Study Shows Turning Down Settlement Statistical Mistake

Today’s New York Times reveals that plaintiffs who reject settlement offers and go to trial often recover less than the offer at trial.  This is based upon a study of cases that will be published in the September issue of the Journal of Empirical Legal Studies.  The Times article says that the findings “raise provocative questions about how lawyers and clients make decisions, the quality of legal advice and lawyers’ motives.”  “The study found that factors like the years of experience, rank of a lawyer’s law school and the size of a law firm were less helpful in predicting the decision to go to trial. More significant was the type of case.”

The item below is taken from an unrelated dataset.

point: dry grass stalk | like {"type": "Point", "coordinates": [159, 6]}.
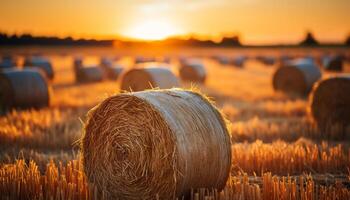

What the Times article doesn’t suggest -- and statistics probably can't show --  is that parties often have legitimate differences of opinion about the merits of a case, and those differences play out at a trial.  Or, that  possibly, plaintiffs’ lawyers – who are willing to be paid by contingency fee – are intrinsically less adverse to risks than defendants’ lawyers – who choose to live by the hourly rate.  Or, that plaintiffs may be seeking to vindicate what they see as personal wrongs as opposed to defendants who generally view litigation as a cost of doing business.  Or, that defendants are paying more in settlement than they would lose if the cases were taken to trial.

Decisions to go to trial are often incorrect in hindsight, but saying that a decision to go to trial is a mistake that can be remedied in advance of trial ignores the enormous number of variables that occur during trial – such as, who turns up for jury duty that day, or whether that jury thinks your witness is not truthful because he or she begins to perspire while testifying.  Where you go to law school isn’t a big help at that time.

Certainly, each party wants the best result – if they agreed on what that was, there would never be a need for a lawsuit or a trial.  It doesn’t mean that the decision to reject a settlement offer to go to trial is a “mistake”.